Out of her fascination with human reaction to religious scenarios, Isenbarger created an installation piece involving a hanging silk screen that resembles a cathedral window, with three columns of objects below that are made to look like bars of light entering from the window. The objects on the floor may look like just splashes of blue and gold color from afar, but Isenbarger spent hours making 3,400 small toy camels.

"I was thinking about stained glass windows and how if light were to fall through that," she said. "I used nativity camels because camels don't come from our culture. They became a little reminder that this thing isn't about the European notion of what a church should be."

Unfortunately for Isenbarger, her camels have become increasingly popular among her fans.

"I think people are stealing them," she said. "I haven't counted yet.
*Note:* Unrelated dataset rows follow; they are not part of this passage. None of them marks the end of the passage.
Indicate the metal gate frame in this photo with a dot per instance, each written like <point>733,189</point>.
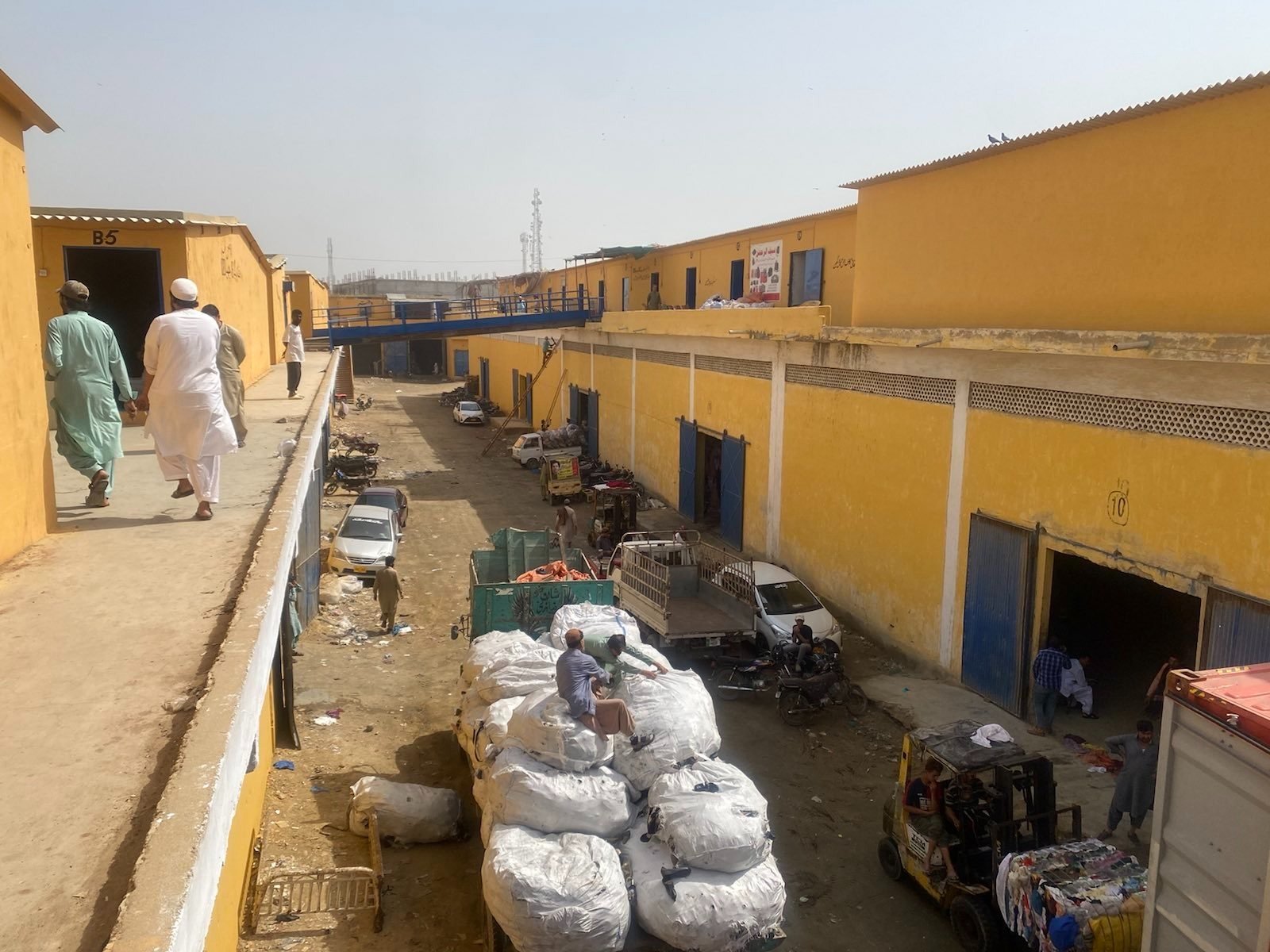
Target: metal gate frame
<point>1010,689</point>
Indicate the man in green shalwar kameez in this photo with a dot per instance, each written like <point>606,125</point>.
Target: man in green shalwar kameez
<point>83,359</point>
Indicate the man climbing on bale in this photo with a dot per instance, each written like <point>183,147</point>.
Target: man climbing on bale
<point>578,679</point>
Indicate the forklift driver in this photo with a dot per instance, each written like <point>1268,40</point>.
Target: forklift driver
<point>922,803</point>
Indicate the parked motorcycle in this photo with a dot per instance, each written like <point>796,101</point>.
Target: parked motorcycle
<point>355,465</point>
<point>799,697</point>
<point>338,480</point>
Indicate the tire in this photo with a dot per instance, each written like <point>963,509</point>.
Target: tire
<point>727,676</point>
<point>976,924</point>
<point>794,708</point>
<point>888,857</point>
<point>856,701</point>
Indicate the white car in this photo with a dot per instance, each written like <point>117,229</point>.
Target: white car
<point>468,412</point>
<point>368,535</point>
<point>781,598</point>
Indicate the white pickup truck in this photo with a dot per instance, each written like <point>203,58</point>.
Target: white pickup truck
<point>1210,835</point>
In fact, the night of the show my grandmother stole three when she thought I wasn't looking."

Throughout the execution of this piece, it was very important to Isenbarger to make sure no one misunderstood her work as a testimony of her own faith.

"It's not a statement of judgement," Isenbarger said. "I'm not interested in that. I'm interested in peoples' reflection in these places, when they go into an environment and they feel like they have to act a certain way."

This interest in behavior and environment may have been sparked by Isenbarger's own Catholic upbringing.

"[There have been] weird situations in my life, in church basements with people speaking in tongues, or in Conyers going out into fields with people praying the rosary out loud in all these different languages - I think those things linger," she said.

In her art, Isenbarger also emphasizes the way those situations blend with daily life.

"I would go to those things, then the next day I was at school with all my friends eating peanut butter and jelly in the cafeteria," she said. "You mix these everyday things with these other things that are supposed to be so poignant, and they all just weave together."